My assumption is that he's been here forever, but when we get to talking, through my initiative and not his, I learn that he's been here only three days and it's his first time in this part of the world. He's come here to learn to surf. Maybe this deep cool is a surfer thing, or a people-driven-to-learn-to-surf thing.

Rince explains how he's just flown from Hochi Minh City after a month-long motor bike journey from Hanoi.

"When you travel for a month, then you don't have to worry," he says. "If tomorrow you don't do anything, if you want to lie in bed all day, that's OK."

When I ask him if he was ever afraid while making his trip, he says that the Vietnamese are the kindest people he'd ever met. And in some rural parts he travelled through, they'd never even seen a white person.

"The world is a playground," he says.

Is this the wisdom of being 25, or will Rince always see life in this way?

When I was 19, fuelled on books like "On the Road" and "Fear and Loathing in Las Vegas," all that desire for play, experience – everything at once – exploded in me in the form of a Greyhound bus trip across North America, from Montreal to LA with my friend Avi. It took us a month to get there and a month to get back. It was my world-is-a-playground moment and I was not afraid. Not really. Whether I was sleeping in a field in New Mexico or hitchhiking on the back of a pickup truck in the rain, there was a romance there, a story I was looking forward to telling that diluted the fear. I was in tune with the uniqueness of every place I went to, the uniqueness of each moment. The smell of a hotel lobby in Cheyenne reminded me of a soap I'd smelled in childhood. Everything felt special. Every new thought was immediately catalogued in a notebook. What happened to me? As an adult I stopped seeing the world as a playground. I came to see life as days you try your best to get through with as little pain to yourself and others as possible.

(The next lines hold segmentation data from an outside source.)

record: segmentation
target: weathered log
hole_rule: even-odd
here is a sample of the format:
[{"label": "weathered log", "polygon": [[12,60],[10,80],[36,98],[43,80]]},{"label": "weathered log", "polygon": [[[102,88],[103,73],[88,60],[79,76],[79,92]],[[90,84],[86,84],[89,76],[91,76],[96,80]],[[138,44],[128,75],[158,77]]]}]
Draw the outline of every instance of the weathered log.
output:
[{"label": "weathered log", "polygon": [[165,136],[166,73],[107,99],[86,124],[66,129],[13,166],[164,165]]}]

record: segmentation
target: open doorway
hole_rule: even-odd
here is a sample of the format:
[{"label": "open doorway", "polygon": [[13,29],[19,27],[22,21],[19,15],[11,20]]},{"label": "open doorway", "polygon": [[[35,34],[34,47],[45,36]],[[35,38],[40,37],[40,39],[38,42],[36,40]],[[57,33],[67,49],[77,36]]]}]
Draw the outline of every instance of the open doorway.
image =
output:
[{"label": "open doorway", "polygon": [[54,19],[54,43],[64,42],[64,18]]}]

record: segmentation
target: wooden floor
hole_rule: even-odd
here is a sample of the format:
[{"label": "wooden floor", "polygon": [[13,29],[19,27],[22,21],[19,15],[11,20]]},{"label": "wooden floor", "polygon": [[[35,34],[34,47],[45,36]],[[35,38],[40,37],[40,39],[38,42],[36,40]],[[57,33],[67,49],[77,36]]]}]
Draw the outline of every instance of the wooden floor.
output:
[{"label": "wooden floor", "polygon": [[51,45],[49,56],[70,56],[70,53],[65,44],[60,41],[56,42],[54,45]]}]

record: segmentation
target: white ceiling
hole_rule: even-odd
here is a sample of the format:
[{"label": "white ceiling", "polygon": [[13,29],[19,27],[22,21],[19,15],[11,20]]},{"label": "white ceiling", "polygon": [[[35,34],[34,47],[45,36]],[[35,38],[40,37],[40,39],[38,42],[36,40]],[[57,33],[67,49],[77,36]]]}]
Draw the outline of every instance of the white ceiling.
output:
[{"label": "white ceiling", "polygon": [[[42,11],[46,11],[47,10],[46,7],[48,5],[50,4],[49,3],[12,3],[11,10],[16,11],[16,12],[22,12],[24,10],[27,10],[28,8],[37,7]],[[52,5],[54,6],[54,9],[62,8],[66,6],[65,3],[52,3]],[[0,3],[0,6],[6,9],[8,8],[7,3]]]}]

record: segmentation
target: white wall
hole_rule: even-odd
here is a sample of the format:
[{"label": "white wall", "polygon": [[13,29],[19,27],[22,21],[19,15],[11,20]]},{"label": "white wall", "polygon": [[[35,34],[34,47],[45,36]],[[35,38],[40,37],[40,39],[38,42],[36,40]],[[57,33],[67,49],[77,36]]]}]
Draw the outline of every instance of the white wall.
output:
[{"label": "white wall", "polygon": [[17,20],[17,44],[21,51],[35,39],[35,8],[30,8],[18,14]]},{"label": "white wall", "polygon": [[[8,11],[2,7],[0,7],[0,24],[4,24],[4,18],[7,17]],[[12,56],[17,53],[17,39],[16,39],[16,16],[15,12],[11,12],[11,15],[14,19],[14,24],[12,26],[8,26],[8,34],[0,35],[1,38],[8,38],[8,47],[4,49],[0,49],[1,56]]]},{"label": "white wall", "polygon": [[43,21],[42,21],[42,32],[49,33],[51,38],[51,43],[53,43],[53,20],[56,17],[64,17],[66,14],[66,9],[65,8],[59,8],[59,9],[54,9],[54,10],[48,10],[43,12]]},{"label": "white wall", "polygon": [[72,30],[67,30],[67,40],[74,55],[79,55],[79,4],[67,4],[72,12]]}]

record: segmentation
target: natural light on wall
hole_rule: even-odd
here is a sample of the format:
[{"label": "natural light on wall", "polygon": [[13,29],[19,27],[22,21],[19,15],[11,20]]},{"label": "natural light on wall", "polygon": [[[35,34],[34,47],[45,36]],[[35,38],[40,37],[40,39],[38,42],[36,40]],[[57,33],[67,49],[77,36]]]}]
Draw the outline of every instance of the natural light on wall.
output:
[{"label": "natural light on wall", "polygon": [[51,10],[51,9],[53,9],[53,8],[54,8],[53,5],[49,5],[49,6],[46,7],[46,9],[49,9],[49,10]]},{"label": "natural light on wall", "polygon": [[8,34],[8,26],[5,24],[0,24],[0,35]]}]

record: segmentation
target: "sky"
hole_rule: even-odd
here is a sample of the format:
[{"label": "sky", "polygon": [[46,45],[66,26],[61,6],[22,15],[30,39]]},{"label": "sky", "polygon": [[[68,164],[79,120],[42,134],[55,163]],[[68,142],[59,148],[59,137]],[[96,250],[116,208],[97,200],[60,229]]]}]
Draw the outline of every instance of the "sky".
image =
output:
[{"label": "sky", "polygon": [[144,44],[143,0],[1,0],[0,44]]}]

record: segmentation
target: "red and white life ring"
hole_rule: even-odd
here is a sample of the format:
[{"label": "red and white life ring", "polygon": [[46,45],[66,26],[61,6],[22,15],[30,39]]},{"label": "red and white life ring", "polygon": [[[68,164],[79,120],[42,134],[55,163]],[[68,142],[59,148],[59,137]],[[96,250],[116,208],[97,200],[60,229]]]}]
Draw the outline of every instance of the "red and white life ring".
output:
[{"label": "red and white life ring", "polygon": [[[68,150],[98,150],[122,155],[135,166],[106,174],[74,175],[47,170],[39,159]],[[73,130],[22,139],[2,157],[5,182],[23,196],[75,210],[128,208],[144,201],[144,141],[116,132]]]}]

I remember how in "On the Road," Sal Paradise and his friends spoke of those squares who worry the whole trip about where they're going to eat, where they're going to sleep while they, the original hipsters, just knew they'd be OK, that those things always just take care of themselves. That that was inevitable. When I read the book at 18 I felt I knew this and never thought I could forget it, that I could never be one of those squares. Now of course, I see Sal and his buddies as a bunch of mooches, the kinds of guys who didn't have to worry because they probably had a friend like me somewhere, built for responsibility and worry, with a couch to crash on and a fridge full of groceries.

I am reminded of DH Lawrence's description of Starbuck from "Moby Dick": "dependable, reliable – in other words, afraid." What a brilliantly nonjudgmental way of putting it. Being dependable isn't all bad, but it can be a drag.

Meeting Rince makes me feel like maybe I shouldn't be so worried and afraid all the time. And even as I think this, I can't let go of my undying, hardwired and ingrained belief in the ironic workings of the universe within which I live, a place where even considering such a thing will have irritated the evil eye, ensuring I will now be mugged and left for dead in an alley.

When Rince and I part, I walk to the beach, and along the way, something that looks like a large cockroach scurries across my path. Again I feel the familiar sensation of my stomach tightening and I embrace it – a Buddhist bell calling me back to my true self. I struggle to see the truth, the beauty, the me-ness in mistaking a date pit, blowing in the wind, for a bug.